The letter stated that the lawyers were demanding payment of K6.475 billion from Mr Kabimba, who had sued in his capacity as the PF’s secretary general, following the dismissal of the case by the High Court and order to pay costs.
“Please note that while we appreciate that the case was determined and has ended at a preliminary stage, there is an undeniable fact that the level of responsibility and care required and involved was very high,” the letter reads in part.
The letter also states that the case required a considerable amount of legal skills to be applied and that the fee earners in the case were two former solicitors general, Patrick Mvunga and Sunday Nkonde, former Justice minister Eric Silwamba and two assistant advocates Lubinda Linyama and Bwalya Mubanga.
Meanwhile, some Lusaka-based lawyers have questioned Mr Kabimba’s credibility as a lawyer following his string of failed legal suits against the MMD. Welcoming a Lusaka court’s dismissal of an injunction by PF, which was filed by Mr Kabimba, to restrain the MMD from distributing campaign materials, Hobday Kabwe said yesterday the PF secretary general should have known from the beginning that the matter was frivolous.

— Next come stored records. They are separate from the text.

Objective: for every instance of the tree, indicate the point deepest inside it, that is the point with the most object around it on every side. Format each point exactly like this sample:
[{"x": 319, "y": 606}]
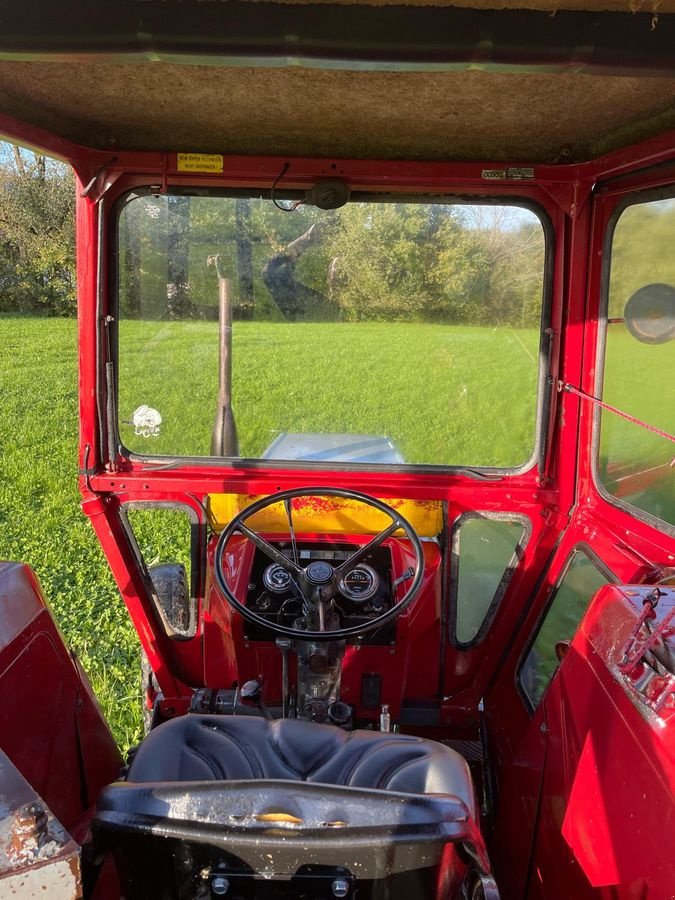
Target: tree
[{"x": 37, "y": 235}]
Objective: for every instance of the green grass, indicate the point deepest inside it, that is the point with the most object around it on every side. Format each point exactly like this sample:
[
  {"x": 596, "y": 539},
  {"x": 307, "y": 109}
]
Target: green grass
[
  {"x": 40, "y": 517},
  {"x": 430, "y": 388},
  {"x": 471, "y": 384}
]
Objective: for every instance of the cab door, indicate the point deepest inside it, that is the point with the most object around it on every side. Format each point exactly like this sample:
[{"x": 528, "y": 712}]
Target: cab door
[{"x": 621, "y": 400}]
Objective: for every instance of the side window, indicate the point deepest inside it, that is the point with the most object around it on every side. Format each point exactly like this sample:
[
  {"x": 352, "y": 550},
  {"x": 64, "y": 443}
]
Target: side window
[
  {"x": 485, "y": 552},
  {"x": 635, "y": 465},
  {"x": 582, "y": 579},
  {"x": 168, "y": 539}
]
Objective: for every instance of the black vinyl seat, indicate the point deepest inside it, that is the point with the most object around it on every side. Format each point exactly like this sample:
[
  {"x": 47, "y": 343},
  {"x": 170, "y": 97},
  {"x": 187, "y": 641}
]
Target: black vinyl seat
[
  {"x": 234, "y": 748},
  {"x": 280, "y": 809}
]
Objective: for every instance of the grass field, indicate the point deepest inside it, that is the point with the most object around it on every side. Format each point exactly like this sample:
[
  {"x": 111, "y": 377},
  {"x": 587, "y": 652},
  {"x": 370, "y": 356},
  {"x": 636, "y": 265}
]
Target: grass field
[
  {"x": 476, "y": 397},
  {"x": 358, "y": 378}
]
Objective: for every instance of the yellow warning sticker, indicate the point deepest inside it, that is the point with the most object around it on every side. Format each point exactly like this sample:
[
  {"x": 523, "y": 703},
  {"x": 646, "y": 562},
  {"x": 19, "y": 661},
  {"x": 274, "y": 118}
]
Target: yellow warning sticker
[{"x": 200, "y": 162}]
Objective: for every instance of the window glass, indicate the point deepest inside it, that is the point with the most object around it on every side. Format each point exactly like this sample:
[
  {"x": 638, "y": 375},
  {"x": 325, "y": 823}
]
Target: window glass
[
  {"x": 635, "y": 464},
  {"x": 167, "y": 538},
  {"x": 380, "y": 332},
  {"x": 570, "y": 601},
  {"x": 486, "y": 551}
]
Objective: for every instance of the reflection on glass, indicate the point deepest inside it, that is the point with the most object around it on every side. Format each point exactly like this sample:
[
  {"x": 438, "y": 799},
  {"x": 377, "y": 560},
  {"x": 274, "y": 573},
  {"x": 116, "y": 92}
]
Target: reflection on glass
[
  {"x": 635, "y": 464},
  {"x": 487, "y": 552},
  {"x": 379, "y": 332},
  {"x": 582, "y": 580}
]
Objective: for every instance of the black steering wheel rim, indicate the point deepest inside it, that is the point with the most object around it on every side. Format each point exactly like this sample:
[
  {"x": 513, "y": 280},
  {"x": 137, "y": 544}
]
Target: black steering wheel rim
[{"x": 235, "y": 525}]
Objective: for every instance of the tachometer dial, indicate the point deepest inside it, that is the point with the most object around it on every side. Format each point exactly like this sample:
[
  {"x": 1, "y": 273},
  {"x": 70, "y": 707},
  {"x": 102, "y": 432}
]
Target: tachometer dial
[
  {"x": 360, "y": 584},
  {"x": 277, "y": 579}
]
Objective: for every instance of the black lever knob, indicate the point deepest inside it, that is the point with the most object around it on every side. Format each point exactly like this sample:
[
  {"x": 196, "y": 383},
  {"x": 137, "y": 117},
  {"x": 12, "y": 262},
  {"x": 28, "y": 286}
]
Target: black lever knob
[{"x": 251, "y": 691}]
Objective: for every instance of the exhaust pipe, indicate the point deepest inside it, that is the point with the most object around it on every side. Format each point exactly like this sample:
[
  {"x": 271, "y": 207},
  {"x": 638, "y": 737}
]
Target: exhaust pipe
[{"x": 224, "y": 441}]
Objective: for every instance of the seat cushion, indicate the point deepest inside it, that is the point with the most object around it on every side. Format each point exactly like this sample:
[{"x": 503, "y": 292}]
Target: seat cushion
[{"x": 228, "y": 748}]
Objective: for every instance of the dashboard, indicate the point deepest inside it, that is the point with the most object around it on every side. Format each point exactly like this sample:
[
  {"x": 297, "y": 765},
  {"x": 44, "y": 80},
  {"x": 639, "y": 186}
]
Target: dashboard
[{"x": 364, "y": 593}]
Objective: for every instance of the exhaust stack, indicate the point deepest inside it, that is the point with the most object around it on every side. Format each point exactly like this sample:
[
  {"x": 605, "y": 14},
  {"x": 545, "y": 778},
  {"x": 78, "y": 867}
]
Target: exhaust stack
[{"x": 224, "y": 441}]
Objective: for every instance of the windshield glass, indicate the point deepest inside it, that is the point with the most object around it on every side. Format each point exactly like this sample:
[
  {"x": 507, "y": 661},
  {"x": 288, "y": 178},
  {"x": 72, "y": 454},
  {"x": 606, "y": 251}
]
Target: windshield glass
[{"x": 381, "y": 332}]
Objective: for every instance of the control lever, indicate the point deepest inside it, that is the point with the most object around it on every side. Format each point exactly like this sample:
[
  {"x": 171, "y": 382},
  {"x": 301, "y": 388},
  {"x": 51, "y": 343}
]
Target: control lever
[
  {"x": 251, "y": 692},
  {"x": 284, "y": 645},
  {"x": 409, "y": 572}
]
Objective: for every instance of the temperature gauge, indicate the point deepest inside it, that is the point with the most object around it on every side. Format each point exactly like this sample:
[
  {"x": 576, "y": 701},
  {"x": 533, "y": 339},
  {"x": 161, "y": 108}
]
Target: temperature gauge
[
  {"x": 277, "y": 579},
  {"x": 360, "y": 584}
]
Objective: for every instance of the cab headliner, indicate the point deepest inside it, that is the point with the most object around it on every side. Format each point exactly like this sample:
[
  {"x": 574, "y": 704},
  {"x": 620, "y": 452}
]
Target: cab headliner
[{"x": 553, "y": 82}]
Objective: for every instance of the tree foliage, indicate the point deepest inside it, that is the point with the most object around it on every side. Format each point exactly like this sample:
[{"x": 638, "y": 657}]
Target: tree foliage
[
  {"x": 395, "y": 261},
  {"x": 37, "y": 245},
  {"x": 423, "y": 262}
]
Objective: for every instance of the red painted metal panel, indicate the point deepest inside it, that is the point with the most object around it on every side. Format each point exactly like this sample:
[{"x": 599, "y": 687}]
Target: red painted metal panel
[
  {"x": 50, "y": 725},
  {"x": 608, "y": 812}
]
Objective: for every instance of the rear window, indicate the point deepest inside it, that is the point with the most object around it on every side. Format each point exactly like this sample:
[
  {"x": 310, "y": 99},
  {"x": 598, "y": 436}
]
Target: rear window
[
  {"x": 636, "y": 464},
  {"x": 377, "y": 333}
]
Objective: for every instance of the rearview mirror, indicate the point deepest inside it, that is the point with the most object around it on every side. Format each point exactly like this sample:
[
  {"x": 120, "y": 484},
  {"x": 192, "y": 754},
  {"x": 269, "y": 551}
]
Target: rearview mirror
[{"x": 650, "y": 313}]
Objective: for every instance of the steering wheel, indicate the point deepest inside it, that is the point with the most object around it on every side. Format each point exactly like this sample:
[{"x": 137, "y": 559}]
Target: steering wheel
[{"x": 318, "y": 583}]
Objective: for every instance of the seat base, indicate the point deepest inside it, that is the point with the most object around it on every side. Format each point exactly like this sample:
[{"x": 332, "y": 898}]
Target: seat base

Mr Kabwe described the action by the PF to drag the MMD and ZRA to court as a sheer waste of time and resources. He said the whole process was of no benefit to the PF and MMD.
He wondered why PF leaders decided to waste time instead of channelling their energies and resources to campaigns considering that time was not on their side. Mr Kabwe said it was surprising that Mr Kabimba, who was a senior lawyer, could allow the matter, like others before it, to reach the courts despite lacking merit. “I mean the whole process was extremely frivolous and of no benefit to both parties. Actually the end was known from the beginning.
“Mr Kabimba should have advised his party officials accordingly but now they will end up paying costs instead of channelling the same monies to campaigns. This is a serious miscalculation,” Mr Kabwe said. State Counsel Sakwiba Sikota from Central Chambers described the action by PF as one which had only worked to deplete the opposition party’s resources.
Mr Sikota said yesterday that the PF should have used the money it was spending on legal suits to buy campaign materials which the party was allegedly struggling to purchase. He said he was surprised that Mr Kabimba found it fit to take such a matter to court before conducting any research so that he could offer correct advice to his party.
Mr Sikota said the PF was using such tactics to sway people’s attention and described them as kicks of a dying horse. He said it was clear that PF had lost popularity and confidence from the people of Zambia.
The Lusaka High Court on Tuesday dismissed an injunction by PF restraining the MMD from distributing campaign materials. That was in a matter in which PF had sued ZRA, the Attorney General and MMD national secretary Richard Kachingwe.
Mr Kabimba, in his capacity as PF secretary general, had sued the ruling party and ZRA for allegedly failing to collect import duty from the party for importation of campaign materials worth about K3.5 billion brought into the country. High Court Judge Florence Lengalenga threw out the injunction restraining the MMD from distributing motor vehicles, bicycles, chitenge materials and T-Shirts until the duty payable was assessed by ZRA and payable by the MMD on grounds that the relief sought was not practical and was unsustainable.
Judge Lengalenga in handing down the judgment stated that she dismissed the PF’s action due to its irregularity and that it was not properly brought before the court.